Spitzer Quasar and ULIRG Evolution Study (QUEST): II. The Spectral Energy Distributions of Palomar-Green Quasars

TL;DR

This study analyzes the spectral energy distributions of PG quasars using Spitzer data, revealing consistent features across groups and exploring the origins of FIR emission, with implications for understanding black hole and star formation growth.

Contribution

It provides detailed SEDs for PG quasars, compares starburst and AGN contributions to FIR emission, and discusses models explaining the observed infrared features.

Findings

All groups show similar SED features with three peaks.

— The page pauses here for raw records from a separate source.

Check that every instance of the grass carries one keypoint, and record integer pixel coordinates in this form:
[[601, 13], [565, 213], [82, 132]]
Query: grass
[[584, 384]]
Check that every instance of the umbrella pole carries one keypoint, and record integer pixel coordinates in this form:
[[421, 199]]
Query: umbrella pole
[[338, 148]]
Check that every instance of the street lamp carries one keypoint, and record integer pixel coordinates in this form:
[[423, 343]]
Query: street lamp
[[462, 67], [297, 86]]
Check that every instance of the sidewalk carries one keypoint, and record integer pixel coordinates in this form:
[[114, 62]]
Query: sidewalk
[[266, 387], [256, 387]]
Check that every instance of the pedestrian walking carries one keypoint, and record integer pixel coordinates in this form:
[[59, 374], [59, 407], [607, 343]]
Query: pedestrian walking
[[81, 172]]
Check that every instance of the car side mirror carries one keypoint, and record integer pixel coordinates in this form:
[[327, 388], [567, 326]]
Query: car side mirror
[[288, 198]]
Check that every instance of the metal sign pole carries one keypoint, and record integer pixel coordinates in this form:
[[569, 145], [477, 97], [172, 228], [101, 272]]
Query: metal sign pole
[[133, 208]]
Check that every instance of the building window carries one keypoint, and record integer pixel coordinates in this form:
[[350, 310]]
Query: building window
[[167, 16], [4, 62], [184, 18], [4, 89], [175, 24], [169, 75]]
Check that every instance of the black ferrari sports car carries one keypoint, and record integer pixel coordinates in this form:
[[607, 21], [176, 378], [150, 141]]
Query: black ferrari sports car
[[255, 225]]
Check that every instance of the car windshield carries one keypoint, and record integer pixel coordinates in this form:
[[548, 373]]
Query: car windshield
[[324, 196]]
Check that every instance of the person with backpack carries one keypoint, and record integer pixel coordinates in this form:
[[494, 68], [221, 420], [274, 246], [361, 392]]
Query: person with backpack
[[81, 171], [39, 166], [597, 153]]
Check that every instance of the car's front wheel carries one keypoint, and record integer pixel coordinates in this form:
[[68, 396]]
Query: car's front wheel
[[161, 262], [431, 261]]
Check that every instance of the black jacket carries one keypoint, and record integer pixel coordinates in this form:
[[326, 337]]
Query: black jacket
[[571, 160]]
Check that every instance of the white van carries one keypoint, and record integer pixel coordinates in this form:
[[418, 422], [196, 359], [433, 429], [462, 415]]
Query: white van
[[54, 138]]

Correlations between optical and infrared luminosities suggest linked growth processes.

Starburst-origin FIR models are favored over AGN heating models for these QSOs.

Abstract

This is the second paper studying the QSOs in the spitzer QUEST sample. Previously we presented new PAH measurements and argued that most of the observed far infrared (FIR) radiation is due to star-forming activity. Here we present spectral energy distributions (SEDs) by supplementing our data with optical, NIR and FIR observations. We define two sub-groups of ``weak FIR'' and ``strong FIR'' QSOs, and a third group of FIR non-detections. Assuming a starburst origin for the FIR, we obtain ``intrinsic'' AGN SEDs by subtracting a starburst template from the mean SEDs. The resulting SEDs are remarkably similar for all groups. They show three distinct peaks corresponding to two silicate emission features and a 3mic bump that we interpret as the signature of the hottest AGN dust. They also display drops beyond 20mic that we interpret as the signature of the minimum temperature (about 200K) dust. This component must be optically thin to explain the silicate emission and the slope of the long wavelength continuum. We discuss the merits of an alternative model where most of the FIR emission is due to AGN heating. Such models are unlikely to explain the properties of our QSOs but they cannot be ruled out for more luminous objects. We also find correlations between the luminosity at 5100A and two infrared starburst indicators: L(60mic) and L(PAH 7.7mic). The correlation of L(5100A) with L(60mic) can be used to measure the relative growth rates and lifetimes of the black hole and the new stars.